Aldo Ferrer: Speculative Attacks & Sovereign Debt, a voice of experience

Aldo Ferrer

I translated part of an Interview with the Octogenarian Dr. Aldo Ferrer (mini bio. below), November 2011 at the University of Buenos Aires an interviewer for the Argentine Times (“El Tiempo”) asked Ambassador Ferrer whether he ever might have expected to see Europe in the state that it is in today? His reply demonstrates Ferrer’s experience in the defense of his nation against the international speculative bond markets…
Ferrer’s response was very revealing:

Europe has been much worse. It has been the scene of two World Wars; both from the result of an unraveling of the now resolved Franco-German conflicts. Since the treaty of Rome the Europeans have moved forward a great deal in the area of integration, giving up fundamental social tools in the political sphere, giving up their sovereignty. To the extraordinary extent that is the important element of national currency. This changes the rules of the game causing enormous competitive strains withing the European space such as, for example, between Germany and Greece. Such asymmetries, combine with the consequences of the hegemony of financial activities, have lead to an excessive debt situation in many nations. This process brought the European nations, as happened in most industrialised nations when the crisis hit, the obligation of stepping up to rescue the speculators. This caused a huge increase in the fiscal deficit of the member states.
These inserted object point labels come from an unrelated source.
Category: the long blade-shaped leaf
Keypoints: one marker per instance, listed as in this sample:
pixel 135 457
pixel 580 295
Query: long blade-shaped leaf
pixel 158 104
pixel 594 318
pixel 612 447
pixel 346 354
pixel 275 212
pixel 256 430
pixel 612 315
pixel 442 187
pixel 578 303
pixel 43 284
Now the markets feel uncomfortable. The nation states are trying to regain market confidence by the means of policy adjustment (austerity measures). This impedes their process of resolving of the sovereign debt problems as it leaves them at the mercy of speculative attacks. In confronting this situation, community policy has been to appease the markets, instead of putting them back in their box, controlling them, as they should, putting finance back in the service of production and not speculation.

[1] Mini biography: Aldo Ferrer is a distinguished Argentine economist. Former Argentine Minister for Economics, Dr. Ferrer is director of the Program for Economic Regional Integration in the University of Buenos Aires. He is currently Argentine Ambassador to France and one of the chief negotiators on sovereign debt with the Paris Club of Global Financiers. The Author is completing Dr. Ferrer’s Masters Program on regional integration in the Department of Economics of the University of Buenos Aires.